Samenvattend, bij de CarrièreWaarden vragenlijst adviseren wij vaker de CW-Ipsatief. Deze test wordt in de praktijk namelijk vaak in situaties gebruikt waarin adviseurs de voorkeuren van een kandidaat scherp naar voren willen laten komen. Toch blijft de conclusie dat ook de normatieve testvorm goed bruikbaar is in adviessituaties en soms vanuit het perspectief van de kandidaat een gebruiksvriendelijker instrument is.
Tijd besparen met een adaptief testformat
Naast een normatief en ipsatief testformat biedt Ixly ook een adaptief testformat aan. Bij traditionele tests wordt er vanuit gegaan dat iedere vraag even moeilijk is.
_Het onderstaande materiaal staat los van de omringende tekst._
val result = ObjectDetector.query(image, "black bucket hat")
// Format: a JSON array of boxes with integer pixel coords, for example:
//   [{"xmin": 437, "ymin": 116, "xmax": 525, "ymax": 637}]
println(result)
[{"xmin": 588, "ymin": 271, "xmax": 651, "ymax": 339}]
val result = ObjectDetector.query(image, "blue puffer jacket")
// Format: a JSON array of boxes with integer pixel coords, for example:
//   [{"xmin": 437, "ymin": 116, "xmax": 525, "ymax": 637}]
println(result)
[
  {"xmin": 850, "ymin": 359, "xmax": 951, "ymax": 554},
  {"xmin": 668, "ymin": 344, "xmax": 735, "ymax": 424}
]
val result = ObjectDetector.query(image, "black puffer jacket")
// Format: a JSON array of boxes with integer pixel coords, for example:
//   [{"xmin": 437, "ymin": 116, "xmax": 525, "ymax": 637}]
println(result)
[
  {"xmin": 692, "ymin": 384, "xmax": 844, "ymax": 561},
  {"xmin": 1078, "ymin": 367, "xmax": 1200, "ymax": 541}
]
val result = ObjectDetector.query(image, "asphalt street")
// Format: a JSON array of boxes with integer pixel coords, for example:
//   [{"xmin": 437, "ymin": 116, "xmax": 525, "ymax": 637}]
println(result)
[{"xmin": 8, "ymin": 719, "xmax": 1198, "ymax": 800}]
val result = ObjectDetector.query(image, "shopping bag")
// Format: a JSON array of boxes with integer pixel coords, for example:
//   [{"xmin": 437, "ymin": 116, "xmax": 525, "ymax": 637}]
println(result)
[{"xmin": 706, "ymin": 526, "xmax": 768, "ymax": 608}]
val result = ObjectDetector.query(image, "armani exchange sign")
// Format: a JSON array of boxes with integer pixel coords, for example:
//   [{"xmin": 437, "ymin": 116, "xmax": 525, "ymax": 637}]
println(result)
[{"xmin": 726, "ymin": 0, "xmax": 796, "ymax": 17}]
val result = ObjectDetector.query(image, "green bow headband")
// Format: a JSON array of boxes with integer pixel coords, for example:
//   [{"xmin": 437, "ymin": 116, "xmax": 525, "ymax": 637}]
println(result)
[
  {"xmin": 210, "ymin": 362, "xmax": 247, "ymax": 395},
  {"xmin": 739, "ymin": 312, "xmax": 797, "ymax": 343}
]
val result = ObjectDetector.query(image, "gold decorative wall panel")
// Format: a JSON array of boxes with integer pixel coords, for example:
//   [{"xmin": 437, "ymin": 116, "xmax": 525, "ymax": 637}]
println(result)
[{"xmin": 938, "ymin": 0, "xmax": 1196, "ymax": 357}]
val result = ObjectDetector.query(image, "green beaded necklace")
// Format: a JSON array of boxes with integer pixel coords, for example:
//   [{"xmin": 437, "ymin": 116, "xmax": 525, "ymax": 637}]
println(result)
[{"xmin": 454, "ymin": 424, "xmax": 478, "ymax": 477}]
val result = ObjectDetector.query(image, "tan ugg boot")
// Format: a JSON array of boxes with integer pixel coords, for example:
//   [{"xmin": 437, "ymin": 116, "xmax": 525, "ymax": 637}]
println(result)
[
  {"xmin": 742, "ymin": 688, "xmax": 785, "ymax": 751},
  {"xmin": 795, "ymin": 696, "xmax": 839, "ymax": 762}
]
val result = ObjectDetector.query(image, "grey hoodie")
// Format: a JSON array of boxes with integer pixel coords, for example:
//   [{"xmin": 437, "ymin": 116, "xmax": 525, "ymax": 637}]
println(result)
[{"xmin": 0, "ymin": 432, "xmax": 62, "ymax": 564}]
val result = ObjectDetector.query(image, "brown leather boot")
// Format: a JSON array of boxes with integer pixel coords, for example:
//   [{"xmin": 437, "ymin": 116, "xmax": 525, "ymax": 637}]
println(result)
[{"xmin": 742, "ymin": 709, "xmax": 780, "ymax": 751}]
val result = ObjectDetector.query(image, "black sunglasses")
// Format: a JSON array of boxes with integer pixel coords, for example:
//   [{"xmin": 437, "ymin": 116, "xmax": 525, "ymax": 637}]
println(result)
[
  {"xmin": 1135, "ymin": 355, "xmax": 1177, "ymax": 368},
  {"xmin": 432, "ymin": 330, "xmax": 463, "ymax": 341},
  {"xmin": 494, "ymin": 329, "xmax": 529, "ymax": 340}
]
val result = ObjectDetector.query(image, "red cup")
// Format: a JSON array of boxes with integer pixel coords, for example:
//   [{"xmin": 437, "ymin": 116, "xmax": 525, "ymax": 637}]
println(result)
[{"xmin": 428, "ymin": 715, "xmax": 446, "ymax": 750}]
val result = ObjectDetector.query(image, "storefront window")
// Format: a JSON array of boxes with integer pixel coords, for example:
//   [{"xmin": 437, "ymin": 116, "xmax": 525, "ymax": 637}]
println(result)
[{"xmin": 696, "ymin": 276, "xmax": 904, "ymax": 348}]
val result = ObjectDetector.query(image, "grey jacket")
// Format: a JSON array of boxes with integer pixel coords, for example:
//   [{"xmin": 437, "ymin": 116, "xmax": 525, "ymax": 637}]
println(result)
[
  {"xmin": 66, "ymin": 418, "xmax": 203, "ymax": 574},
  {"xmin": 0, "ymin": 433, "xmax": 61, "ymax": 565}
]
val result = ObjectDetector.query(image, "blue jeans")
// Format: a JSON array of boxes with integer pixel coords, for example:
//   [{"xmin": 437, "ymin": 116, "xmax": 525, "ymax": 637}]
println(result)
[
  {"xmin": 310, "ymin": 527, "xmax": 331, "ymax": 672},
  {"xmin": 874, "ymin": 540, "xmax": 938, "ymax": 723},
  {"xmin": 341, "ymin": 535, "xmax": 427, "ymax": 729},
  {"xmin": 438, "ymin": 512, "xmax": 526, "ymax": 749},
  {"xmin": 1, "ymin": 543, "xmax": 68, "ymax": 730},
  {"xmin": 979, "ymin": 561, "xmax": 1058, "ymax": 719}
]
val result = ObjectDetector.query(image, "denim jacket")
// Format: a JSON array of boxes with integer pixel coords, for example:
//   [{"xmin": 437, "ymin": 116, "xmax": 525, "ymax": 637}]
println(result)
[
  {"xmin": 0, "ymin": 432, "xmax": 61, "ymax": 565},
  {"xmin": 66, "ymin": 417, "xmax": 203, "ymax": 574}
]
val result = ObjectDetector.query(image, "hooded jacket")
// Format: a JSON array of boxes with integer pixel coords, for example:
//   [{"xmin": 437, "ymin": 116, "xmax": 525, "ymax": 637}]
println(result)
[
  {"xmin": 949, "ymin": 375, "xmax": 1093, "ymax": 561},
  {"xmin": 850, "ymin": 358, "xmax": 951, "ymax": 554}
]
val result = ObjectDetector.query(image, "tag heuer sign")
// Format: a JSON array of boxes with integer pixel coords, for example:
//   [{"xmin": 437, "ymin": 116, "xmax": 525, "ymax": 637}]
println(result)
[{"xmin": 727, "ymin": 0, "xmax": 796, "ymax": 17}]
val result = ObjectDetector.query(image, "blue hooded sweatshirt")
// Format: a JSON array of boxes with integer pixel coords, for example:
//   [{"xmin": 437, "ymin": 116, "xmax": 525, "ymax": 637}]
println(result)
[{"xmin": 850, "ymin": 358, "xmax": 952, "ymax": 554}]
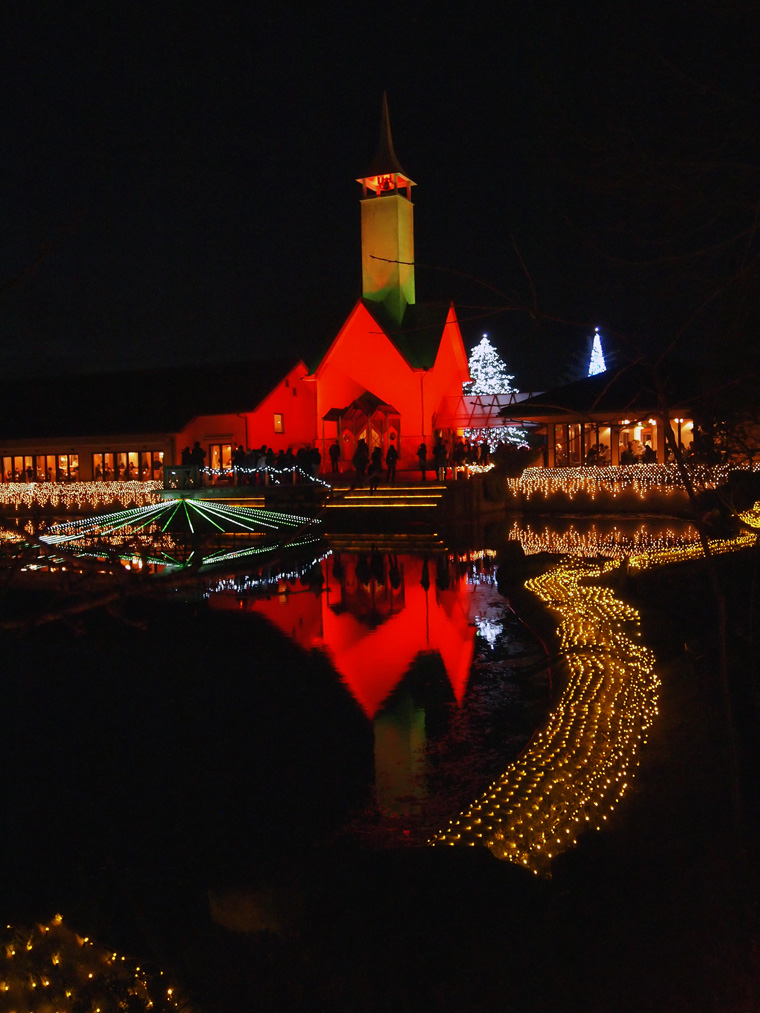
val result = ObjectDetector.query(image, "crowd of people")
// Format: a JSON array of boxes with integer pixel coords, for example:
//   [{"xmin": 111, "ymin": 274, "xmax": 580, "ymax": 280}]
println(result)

De adaptieve test maakt ook gebruik van een normatieve vraagstelling, maar bij dit testformat heeft Ixly, op basis van onderzoek, vastgesteld hoe moeilijk iedere opgave is. Iedere kandidaat krijgt andere items die passen bij zijn/haar niveau. Wanneer iemand een vraag fout beantwoordt, volgt er een makkelijkere vraag en wanneer iemand een vraag goed beantwoordt, volgt er een wat moeilijkere vraag.
Op deze manier wordt het niveau van de kandidaat tijdens het maken van de test vastgesteld. Hiermee vermijd je dat kandidaten die een laag niveau hebben veel te moeilijke vragen krijgen, en dat kandidaten met een hoog niveau veel te makkelijke vragen krijgen. Als het niveau van de kandidaat betrouwbaar genoeg is gemeten, stopt de test.
Door het adaptieve karakter zijn de testen en vragenlijsten geschikt voor een brede doelgroep. Je kunt preciezer en sneller vaststellen wat iemands niveau is, zonder dat dit ten koste gaat van de betrouwbaarheid. Ter vergelijking: een normatieve test duurt gemiddeld 90 minuten, terwijl een adaptieve test in ongeveer 30 minuten ingevuld kan worden.